My favorite moment in the 44-hour workshop is Saturday night, when we open it up to individual testimonies. The sad darkness from just the night before has been replaced by smiles. A lightness of spirit fills the room as couples witness to the glimmers of hope they are beginning to see. Maybe we can recover love, they say. The presenting couples have done it. Why can’t we, if there is a God?

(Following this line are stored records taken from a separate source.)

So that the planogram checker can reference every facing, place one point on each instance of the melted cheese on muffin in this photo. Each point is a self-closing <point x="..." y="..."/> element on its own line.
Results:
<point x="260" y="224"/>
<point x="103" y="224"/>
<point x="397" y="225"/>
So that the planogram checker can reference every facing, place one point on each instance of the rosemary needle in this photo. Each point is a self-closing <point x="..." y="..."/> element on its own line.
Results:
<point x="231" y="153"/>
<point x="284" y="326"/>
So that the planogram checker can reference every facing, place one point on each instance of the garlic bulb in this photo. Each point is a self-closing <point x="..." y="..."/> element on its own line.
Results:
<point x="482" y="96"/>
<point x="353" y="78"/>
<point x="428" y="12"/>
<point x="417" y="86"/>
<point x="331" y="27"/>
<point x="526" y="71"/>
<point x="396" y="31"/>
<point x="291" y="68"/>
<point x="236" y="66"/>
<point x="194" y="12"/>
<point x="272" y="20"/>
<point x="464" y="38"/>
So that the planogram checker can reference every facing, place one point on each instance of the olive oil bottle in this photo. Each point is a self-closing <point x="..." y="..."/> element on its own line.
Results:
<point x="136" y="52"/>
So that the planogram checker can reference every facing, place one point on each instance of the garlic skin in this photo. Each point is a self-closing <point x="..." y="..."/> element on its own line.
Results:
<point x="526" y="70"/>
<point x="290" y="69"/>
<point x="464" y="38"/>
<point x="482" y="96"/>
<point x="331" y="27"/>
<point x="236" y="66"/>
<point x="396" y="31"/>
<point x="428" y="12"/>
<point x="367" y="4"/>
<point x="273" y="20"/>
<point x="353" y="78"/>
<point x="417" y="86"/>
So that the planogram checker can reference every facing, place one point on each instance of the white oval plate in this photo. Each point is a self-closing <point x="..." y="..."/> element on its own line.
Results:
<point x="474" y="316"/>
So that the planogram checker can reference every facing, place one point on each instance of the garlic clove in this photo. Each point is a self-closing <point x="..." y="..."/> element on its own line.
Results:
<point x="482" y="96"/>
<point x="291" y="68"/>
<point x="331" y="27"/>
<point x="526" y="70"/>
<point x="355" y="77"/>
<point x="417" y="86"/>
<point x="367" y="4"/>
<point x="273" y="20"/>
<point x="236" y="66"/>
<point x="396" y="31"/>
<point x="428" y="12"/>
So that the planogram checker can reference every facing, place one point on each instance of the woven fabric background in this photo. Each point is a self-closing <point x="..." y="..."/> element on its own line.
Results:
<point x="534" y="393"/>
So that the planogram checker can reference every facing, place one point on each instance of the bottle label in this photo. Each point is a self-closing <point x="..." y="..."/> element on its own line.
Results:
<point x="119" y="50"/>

But the church building was not beautiful. It had been built as a gym, and then the church never got built, although a state of the art gymnasium did get built, while altar and tabernacle remained in the old gym. As we prayed in that drafty and plain structure, I gazed at the cheap felt banners, threadbare carpet, dull concrete walls, and naked tabernacle. Hooks meant to hold the veil were still in place, but the veil had been torn away. Despite the “bare ruined choirs” of many of our parishes, where sports is given so much more time and money than divine worship, people still come to pray. The faith has not been completely eradicated, nor can it be. No one can stop the work of God in our parishes and schools. We can delay it, through fear and neglect, but we cannot stop it. A rising tide of grace will always flood the earth, now that Christ is risen and sent his Holy Spirit among us.